Ce qui fait l’euphémisme, ce n’est pas la nécessité d’user de paroles adoucies, mais la volonté de ne pas dire ce qui est. Dans l’euphémisme classique, les réalités désagréables ont beau être adoucies, elles sont dites. Certes, elles le sont avec des mots mal ajustés, mais elles ne sont pas tues : il y est fait allusion. Dans l’euphémisme moderne, il est fait interdiction aux hommes de dire ces réalités, telles qu’elles sont. "Un certain mot ne doit pas passer par la bouche. Il est simplement effacé de l’usage, il ne doit plus exister" (Benveniste, Problèmes de linguistique générale, 1974). Ainsi sont interdits crimes, délits, viols, crime raciste, négation de crimes contre l’humanité, etc.

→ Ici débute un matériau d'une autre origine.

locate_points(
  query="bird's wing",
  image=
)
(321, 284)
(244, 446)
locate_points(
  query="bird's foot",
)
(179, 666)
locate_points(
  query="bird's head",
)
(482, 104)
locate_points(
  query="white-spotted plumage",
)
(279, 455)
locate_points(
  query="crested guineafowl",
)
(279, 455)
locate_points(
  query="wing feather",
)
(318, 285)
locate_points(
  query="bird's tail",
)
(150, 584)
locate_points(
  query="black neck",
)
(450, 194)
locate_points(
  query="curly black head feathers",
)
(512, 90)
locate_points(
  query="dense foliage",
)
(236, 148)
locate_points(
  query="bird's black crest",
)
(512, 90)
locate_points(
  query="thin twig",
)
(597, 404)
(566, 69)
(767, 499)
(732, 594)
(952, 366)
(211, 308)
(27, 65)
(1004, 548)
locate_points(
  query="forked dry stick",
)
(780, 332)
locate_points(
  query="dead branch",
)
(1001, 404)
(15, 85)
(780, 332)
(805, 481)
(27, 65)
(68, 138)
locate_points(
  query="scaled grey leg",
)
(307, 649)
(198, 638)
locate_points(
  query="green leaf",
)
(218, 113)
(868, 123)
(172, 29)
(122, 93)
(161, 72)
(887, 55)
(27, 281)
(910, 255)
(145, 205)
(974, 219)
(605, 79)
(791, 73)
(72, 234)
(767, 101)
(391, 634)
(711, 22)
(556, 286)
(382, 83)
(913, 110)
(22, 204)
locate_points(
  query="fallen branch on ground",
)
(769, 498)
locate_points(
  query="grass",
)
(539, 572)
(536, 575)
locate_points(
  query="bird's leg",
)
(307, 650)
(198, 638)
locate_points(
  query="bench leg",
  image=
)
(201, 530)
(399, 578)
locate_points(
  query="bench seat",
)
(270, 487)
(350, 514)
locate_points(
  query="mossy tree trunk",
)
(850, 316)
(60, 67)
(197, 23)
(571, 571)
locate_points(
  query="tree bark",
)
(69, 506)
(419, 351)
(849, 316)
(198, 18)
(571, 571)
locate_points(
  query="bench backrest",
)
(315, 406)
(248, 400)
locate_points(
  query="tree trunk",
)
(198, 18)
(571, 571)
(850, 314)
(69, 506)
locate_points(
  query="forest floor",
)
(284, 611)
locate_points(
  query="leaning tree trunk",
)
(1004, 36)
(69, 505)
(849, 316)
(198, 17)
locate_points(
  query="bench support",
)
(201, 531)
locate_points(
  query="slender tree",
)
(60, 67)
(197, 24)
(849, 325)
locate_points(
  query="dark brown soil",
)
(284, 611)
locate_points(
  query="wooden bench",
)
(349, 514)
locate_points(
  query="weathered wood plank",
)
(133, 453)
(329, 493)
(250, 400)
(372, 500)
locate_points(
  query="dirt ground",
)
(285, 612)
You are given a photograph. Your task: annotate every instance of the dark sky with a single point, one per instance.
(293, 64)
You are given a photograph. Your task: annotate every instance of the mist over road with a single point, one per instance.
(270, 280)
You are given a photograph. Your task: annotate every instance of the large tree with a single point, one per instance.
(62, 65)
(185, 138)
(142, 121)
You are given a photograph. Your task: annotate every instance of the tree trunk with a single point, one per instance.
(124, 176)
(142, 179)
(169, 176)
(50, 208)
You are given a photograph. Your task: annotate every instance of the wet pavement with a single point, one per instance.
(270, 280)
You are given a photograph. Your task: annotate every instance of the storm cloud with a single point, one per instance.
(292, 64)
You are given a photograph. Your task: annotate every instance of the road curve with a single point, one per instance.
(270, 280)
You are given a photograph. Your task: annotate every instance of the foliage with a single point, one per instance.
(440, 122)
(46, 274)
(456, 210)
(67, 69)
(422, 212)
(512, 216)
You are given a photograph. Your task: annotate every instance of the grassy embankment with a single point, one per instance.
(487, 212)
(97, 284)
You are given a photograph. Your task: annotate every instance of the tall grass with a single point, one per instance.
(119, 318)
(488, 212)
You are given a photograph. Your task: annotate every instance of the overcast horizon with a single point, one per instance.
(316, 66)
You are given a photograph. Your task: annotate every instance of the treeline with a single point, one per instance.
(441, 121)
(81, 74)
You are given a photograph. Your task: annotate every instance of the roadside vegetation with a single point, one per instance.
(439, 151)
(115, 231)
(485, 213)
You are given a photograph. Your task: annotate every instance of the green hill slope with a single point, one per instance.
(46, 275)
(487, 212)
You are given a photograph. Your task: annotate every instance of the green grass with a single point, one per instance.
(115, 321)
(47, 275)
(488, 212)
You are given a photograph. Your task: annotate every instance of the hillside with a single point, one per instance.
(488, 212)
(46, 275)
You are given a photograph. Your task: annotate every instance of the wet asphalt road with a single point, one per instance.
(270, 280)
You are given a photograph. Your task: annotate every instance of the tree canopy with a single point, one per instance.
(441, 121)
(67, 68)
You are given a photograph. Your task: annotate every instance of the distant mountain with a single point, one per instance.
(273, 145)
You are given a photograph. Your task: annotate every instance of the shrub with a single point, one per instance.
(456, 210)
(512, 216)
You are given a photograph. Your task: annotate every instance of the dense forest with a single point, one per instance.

Souvenons-nous de ce que disaient, il y a trente ans ou plus, les "penseurs" attitrés du Monde, de Libération, du Nouvel Observateur, les socialistes, les pontes de l’Université et du CNRS, qui, tous ou quasiment tous, rêvaient de changer le monde, la vie, la société. On ne changera pas les Français, pensaient-ils, en les fusillant. Il faut d’abord changer leur "âme". Alors, la société changera, sans qu’il soit nécessaire de réduire à l’esclavage quarante millions de citoyens, après en avoir exterminé vingt millions. Dans quel lieu autre que l’école peut-on changer l’homme ? On a donc changé l’école pour forger l’homme nouveau. Trente ans plus tard, les résultats sont éloquents : on a l’homme primitif, celui des cavernes, de la jungle épaisse, des forêts vierges, ou le barbare sanguinaire. La société nouvelle qui émerge n’a rien de l’utopie espérée, mais elle a tout des sociétés archaïques, avec leur litanie de crimes, viols, coups et blessures, insultes sexistes et racistes, rackets, vols, agressions, loi du plus fort ou du plus brutal, etc. Avec l’homme nouveau, la culture devait progresser. Le seul progrès qui ait été constaté dans les écoles est l’illettrisme, qui devait y être extirpé. On comprend que ceux qui ont imposé, souhaité, approuvé cette révolution ou leurs affidés ou leurs complices s’empressent d’en cacher les résultats. La si mal nommée violence scolaire et les délicieuses incivilités mettent les délits et les crimes sur le compte de la nature humaine ou de l’impolitesse innée des jeunes. Ce faisant, les révolutionnaires honteux chargent l’école de la responsabilité du désastre, comme le Lion, le Loup ou l’Ours de la fable sacrifient le baudet pour détourner sur l’innocent la colère du Ciel.